Birth defects are inborn errors of development and include any structural or functional anomaly that impacts physical, intellectual, or social well-being. They are a considerable and growing clinical and public health challenge. Major birth defects are common and costly. Collectively, they are estimated to occur in one in 33 births, which translates into approximately 7.9 million babies affected worldwide. In the United States alone, the cost of care during a single year (2004) was estimated to be $2.6 billion. Birth defects are the leading cause of infant mortality in the United States, estimated at one in every five deaths in the first year of life. The authors conducted a study in which they investigated cases of birth defects in children born between 2005 and 2009 in Utah as an initial step to characterize the etiology, morphology, and pathogenesis of birth defects. They used Utah’s statewide population-based public health surveillance system, which monitors birth defects among all pregnancy outcomes in Utah residents, for their clinical case review. They found 5,504 cases among 270,878 births (prevalence, 2.03 percent), excluding mild isolated conditions, such as muscular ventricular septal defects and distal hypospadias. The authors measured the proportion of birth defects with a known etiology or unknown etiology by morphology and pathogenesis. Their results showed that a definite cause was assigned in only 20.2 percent of cases: chromosomal or genetic conditions accounted for 94.4 percent, teratogens for 4.1 percent (mostly poorly controlled pregestational diabetes), and twinning for 1.4 percent (conjoined or acardiac). The remaining 79.8 percent of cases were classified as unknown etiology. The authors noted that these findings underscore the gaps in knowledge regarding causes of birth defects. They concluded that for causes that are known, such as smoking or diabetes, assigning causation of birth defects is still challenging. However, they state the importance of studying the impact of these exposures on fetal development so appropriate interventions can be designed. For unknown causes, better strategies are needed, including greater integration of etiology, morphology, and pathogenesis into epidemiologic studies; closer collaboration between researchers, clinicians, and epidemiologists; and better ways to measure fetal exposures.

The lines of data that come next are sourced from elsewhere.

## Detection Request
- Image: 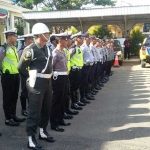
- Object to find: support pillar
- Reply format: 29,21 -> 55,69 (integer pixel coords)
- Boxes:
23,21 -> 30,34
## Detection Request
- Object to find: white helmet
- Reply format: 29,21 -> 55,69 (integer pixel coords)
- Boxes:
32,23 -> 50,35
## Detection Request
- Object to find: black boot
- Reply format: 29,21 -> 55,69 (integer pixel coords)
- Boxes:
71,103 -> 83,110
11,104 -> 26,122
66,109 -> 79,115
58,120 -> 71,126
28,136 -> 44,150
13,116 -> 26,122
5,119 -> 20,127
21,110 -> 28,117
63,113 -> 73,119
39,128 -> 55,142
80,97 -> 91,104
85,94 -> 95,100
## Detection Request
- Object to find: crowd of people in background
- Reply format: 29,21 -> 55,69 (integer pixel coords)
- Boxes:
0,23 -> 114,150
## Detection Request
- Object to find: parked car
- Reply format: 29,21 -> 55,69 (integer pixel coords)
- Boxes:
139,37 -> 150,68
114,39 -> 123,66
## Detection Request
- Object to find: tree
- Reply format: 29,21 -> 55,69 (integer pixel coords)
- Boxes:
16,0 -> 116,10
89,25 -> 112,39
130,26 -> 145,55
67,26 -> 79,34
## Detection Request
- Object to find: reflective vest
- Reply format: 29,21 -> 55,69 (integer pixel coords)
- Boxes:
70,47 -> 84,67
64,48 -> 71,71
2,46 -> 19,74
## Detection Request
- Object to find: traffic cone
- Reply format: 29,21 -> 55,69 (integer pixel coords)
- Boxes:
113,54 -> 120,67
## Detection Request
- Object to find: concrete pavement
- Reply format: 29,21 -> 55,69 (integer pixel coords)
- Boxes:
0,62 -> 150,150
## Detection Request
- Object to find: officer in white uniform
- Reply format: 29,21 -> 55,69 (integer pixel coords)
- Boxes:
18,23 -> 55,150
0,28 -> 25,126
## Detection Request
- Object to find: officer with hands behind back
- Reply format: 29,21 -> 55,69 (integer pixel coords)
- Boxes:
0,28 -> 25,126
18,23 -> 55,150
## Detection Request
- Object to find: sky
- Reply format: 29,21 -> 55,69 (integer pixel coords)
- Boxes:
116,0 -> 150,6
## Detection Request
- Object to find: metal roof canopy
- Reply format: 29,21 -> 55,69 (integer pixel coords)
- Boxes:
22,5 -> 150,30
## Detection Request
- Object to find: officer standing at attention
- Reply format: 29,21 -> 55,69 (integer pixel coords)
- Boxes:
69,32 -> 86,110
0,28 -> 25,126
18,34 -> 33,116
80,33 -> 94,103
64,31 -> 79,116
50,32 -> 70,132
18,23 -> 54,150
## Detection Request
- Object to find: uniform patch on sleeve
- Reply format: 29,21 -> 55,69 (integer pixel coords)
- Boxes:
53,56 -> 57,60
25,51 -> 31,58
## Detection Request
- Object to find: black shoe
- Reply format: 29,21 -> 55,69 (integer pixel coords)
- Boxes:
66,109 -> 79,115
88,93 -> 94,98
109,72 -> 113,76
85,95 -> 95,100
5,119 -> 20,126
80,98 -> 91,104
39,129 -> 55,142
95,85 -> 102,90
98,82 -> 104,87
28,136 -> 44,150
71,103 -> 83,110
59,120 -> 71,126
91,91 -> 96,95
21,110 -> 28,117
51,126 -> 65,132
92,88 -> 99,93
64,113 -> 73,119
13,116 -> 26,122
77,101 -> 86,106
104,77 -> 109,81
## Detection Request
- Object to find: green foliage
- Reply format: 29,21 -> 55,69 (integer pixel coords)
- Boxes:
16,0 -> 34,9
67,26 -> 79,34
130,26 -> 145,55
15,20 -> 23,35
16,0 -> 116,10
89,26 -> 112,39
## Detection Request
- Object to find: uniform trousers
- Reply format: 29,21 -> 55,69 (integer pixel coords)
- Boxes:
65,78 -> 71,110
1,73 -> 20,119
80,65 -> 91,98
88,64 -> 97,84
26,78 -> 52,136
106,61 -> 111,75
20,76 -> 28,110
69,69 -> 82,103
50,75 -> 68,127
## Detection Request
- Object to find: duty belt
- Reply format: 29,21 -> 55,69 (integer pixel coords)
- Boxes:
53,71 -> 69,80
90,63 -> 93,66
72,66 -> 82,71
36,73 -> 52,79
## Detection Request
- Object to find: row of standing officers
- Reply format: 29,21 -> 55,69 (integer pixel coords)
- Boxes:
0,23 -> 114,150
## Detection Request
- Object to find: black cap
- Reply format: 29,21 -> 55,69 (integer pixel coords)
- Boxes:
50,35 -> 56,43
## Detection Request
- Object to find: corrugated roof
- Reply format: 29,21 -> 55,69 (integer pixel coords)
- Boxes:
22,5 -> 150,20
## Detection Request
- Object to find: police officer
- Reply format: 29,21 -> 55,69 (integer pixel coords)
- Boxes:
50,32 -> 70,132
90,36 -> 101,92
18,23 -> 54,150
18,34 -> 33,116
64,31 -> 79,119
47,35 -> 58,51
95,38 -> 104,87
106,40 -> 111,77
69,31 -> 86,110
80,33 -> 94,103
0,28 -> 25,126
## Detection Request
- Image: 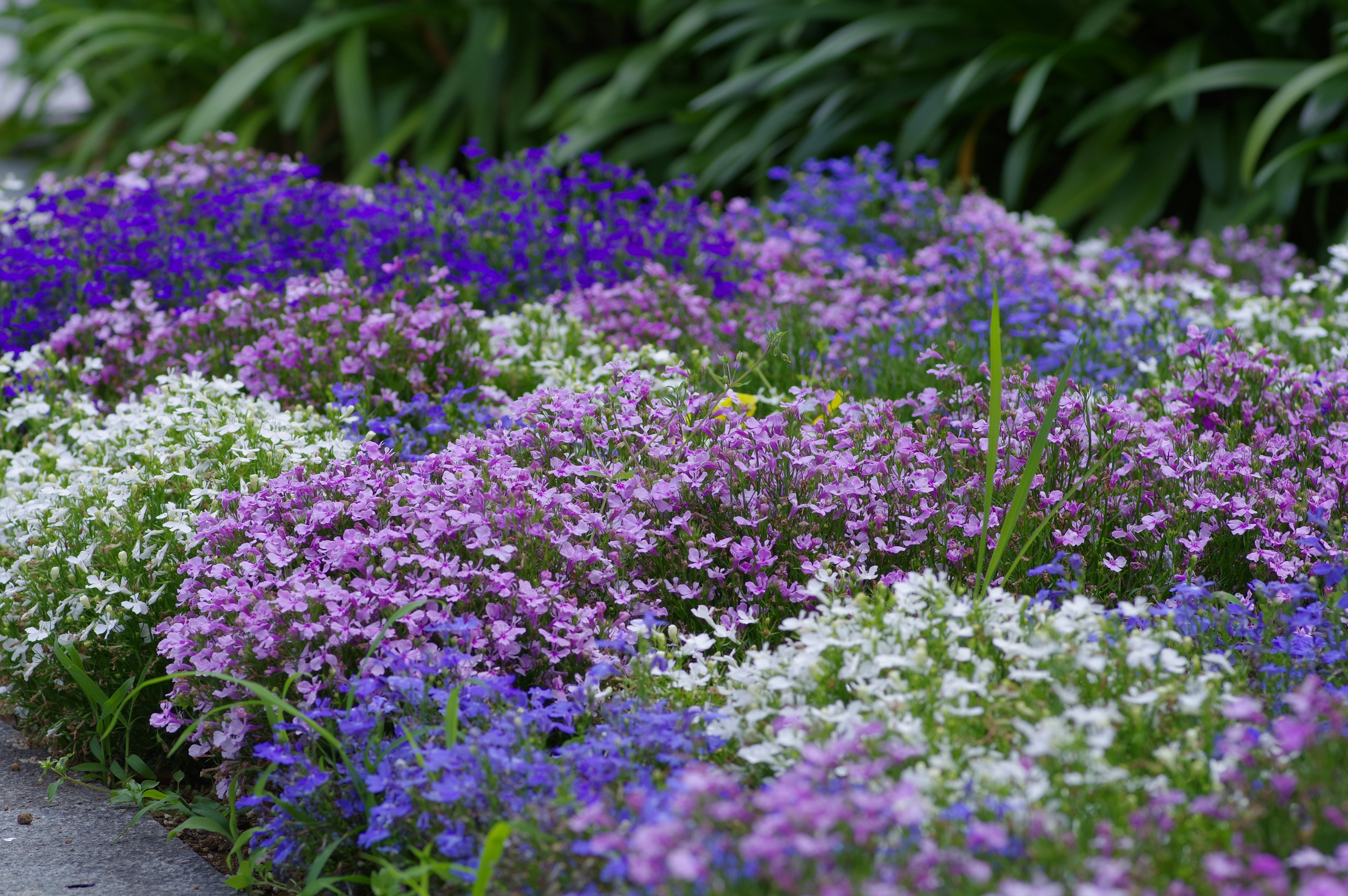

Feldkamp ML, Carey JC, Byrne JLB, et al. Etiology and clinical presentation of birth defects: population based study. BMJ. 2017;357:j2249. doi:10.1136/bmj.j2249.

Correspondence: Dr. M. L. Feldkamp at marcia.feldkamp@hsc.utah.edu

Outcomes of Blood Group Antigen Matching Influence on Gestational Outcomes study

The approach to red blood cell matching of females of childbearing potential to prevent alloimmunization varies among health care centers. Some centers will use extended matching to prevent RBC alloimmunization to non-D RBC antigens to decrease the future pregnancy risk of hemolytic disease of the fetus and newborn (HDFN). This may include K, C, E, or c matching. The authors conducted a multinational retrospective study of women with offspring affected by severe HDFN requiring neonatal transfusion or intrauterine exchange, or both, to determine if blood bank policies of prospective antigen matching are effective in decreasing the risk of HDFN. They compared mothers treated at centers that provide extended antigen-negative RBCs (Match, five centers) and those that do not (NoMatch, nine centers). The results showed that 293 mothers had at least one affected pregnancy: 179 at Match centers and 114 at NoMatch centers. Eighty-three percent of the alloimmunizations were due to a previous pregnancy, three percent to transfusion, and 14 percent undetermined. Only 50 mothers received transfusions; 13 at Match and four at NoMatch centers had HDFN due to anti-K. Most of the anti-K HDFN (12 of 13) cases at Match centers were due to K+ paternal antigen status. The study concluded that mothers at the Match centers do not appear to be protected from HDFN due to K, C, c, and E antibodies. However, a limitation of the study was the low number of females of childbearing potential who received transfusions and the lack of uniformity between matching policies. The authors concluded that these results showed that the causal stimulus of antibodies that cause HDFN is predominantly from a previous pregnancy. The authors were unable to show a positive effect with extended RBC antigen matching. They also concluded that as more blood centers work to provide RBC antigen typing or genotyping data on RBC units to transfusion services, the feasibility of providing matched units for HDFN prevention, even at small numbers, will improve.

Delaney M, Wikman A, van de Watering L, et al. Blood Group Antigen Matching Influence on Gestational Outcomes (AMIGO) study. Transfusion. 2017;57:525–532.